2011 年 07 月 05 日 (火)|RSS Feed
いろいろな結石があります

by 漢方屋

 いろいろな結石があります 

「石」といっても体に出来る石のこと、素材となる成分はいろいろです。そして、その成分によって色や形が違ってきます。成分を調べると発症の手掛かりがつかめるので、再発防止のためにも、自分の結石の分析結果を知っておくことは大変重要となります。

シュウ酸カルシウム 

  尿路結石のなかでも圧倒的に多いのかシュウ酸カルシウムを主成分とするものです。尿中のシュウ酸が増えることが最も悪影響を与えます。金平糖状あるいは表面がギサギサな形になるので、小さくても尿菅に引っ掛かりやすく、排出されにくいのが特徴です。このタイプの石が尿路結石のおよそ8割を占めています。

リン酸カルシウム 


  この成分の結石は尿がアルカリ性になった時に出来やすいものです。

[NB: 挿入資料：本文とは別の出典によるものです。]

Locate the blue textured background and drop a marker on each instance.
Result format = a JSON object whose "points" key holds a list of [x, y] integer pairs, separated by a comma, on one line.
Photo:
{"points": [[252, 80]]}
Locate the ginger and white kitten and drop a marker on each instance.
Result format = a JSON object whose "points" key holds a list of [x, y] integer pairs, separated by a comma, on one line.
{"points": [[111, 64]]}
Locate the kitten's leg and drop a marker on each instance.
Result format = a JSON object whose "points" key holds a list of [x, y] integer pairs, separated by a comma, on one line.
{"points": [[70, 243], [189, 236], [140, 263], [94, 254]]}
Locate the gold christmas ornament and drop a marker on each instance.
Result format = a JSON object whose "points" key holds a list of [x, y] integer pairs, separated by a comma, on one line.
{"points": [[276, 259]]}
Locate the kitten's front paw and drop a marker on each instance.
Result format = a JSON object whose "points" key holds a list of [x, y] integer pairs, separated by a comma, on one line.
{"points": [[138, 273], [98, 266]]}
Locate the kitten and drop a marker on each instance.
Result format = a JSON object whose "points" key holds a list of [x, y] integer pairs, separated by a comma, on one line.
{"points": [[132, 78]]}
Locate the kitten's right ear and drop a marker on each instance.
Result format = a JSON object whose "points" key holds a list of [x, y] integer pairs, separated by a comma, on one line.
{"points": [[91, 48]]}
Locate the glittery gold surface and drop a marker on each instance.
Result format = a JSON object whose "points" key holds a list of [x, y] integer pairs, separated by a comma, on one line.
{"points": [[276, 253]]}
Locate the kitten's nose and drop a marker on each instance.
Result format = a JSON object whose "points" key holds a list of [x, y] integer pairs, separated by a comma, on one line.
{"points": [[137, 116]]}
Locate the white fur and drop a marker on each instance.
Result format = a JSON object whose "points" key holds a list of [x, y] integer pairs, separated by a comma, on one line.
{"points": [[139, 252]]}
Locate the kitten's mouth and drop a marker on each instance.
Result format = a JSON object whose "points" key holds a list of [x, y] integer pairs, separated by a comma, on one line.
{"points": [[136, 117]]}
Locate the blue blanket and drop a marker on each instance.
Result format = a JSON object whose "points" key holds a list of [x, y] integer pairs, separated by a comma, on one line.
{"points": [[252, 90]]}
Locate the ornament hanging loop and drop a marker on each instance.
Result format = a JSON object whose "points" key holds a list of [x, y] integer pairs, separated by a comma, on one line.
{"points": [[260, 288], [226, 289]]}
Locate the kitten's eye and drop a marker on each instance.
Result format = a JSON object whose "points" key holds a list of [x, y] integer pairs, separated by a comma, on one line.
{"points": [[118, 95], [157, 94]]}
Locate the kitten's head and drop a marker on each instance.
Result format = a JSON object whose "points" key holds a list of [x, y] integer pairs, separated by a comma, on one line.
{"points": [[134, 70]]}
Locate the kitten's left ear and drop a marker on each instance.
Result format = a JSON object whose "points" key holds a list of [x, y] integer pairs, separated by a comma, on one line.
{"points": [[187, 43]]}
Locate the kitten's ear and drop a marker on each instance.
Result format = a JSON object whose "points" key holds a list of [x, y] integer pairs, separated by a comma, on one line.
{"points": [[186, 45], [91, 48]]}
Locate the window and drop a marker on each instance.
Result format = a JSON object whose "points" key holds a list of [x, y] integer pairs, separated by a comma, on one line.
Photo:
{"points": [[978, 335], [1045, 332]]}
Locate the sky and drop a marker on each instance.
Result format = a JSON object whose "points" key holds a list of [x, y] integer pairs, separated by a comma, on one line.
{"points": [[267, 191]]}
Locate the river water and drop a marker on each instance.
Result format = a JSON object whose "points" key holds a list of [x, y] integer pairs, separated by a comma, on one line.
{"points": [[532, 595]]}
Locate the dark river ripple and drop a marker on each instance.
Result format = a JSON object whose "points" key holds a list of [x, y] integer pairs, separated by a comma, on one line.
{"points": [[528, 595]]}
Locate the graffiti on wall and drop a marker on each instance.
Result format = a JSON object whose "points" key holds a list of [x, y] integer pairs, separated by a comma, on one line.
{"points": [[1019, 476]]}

純粋なものは殆ど無く、上記のシュウ酸カルシウムと共存していることが多いのが特徴です。

リン酸マグネシウムアンモニウム 


  尿緒感染が原因で、男性に比べて尿道の短い女性に多い結石の成分です。尿素分解菌が尿素をアンモニアと炭酸ガスに分解します。アンモニアにより尿がアルカリ性になり、この成分の結石が形成されます。いったんこの結石ができると、石が細菌を増やし、細菌は石をますます成長させるという悪循環が起こり、腎盂腎杯の形そのままのサンゴ状結石となりやすいのが特徴です。

尿酸 


  尿が酸性になった時に出来やすい結石です。痛風、高尿酸血症、高尿酸尿症などの人がなりやすいのですが、これは尿をアルカリ性にすることで改善できます。

シスチン 


  尿路結石には遺伝性のものがいくつかあります。その代表的なものがシスチン結石です。硬くて体外衝撃波などで破砕しにくいのが特徴です。これも尿をアルカリ性にすることで溶かすことが可能です。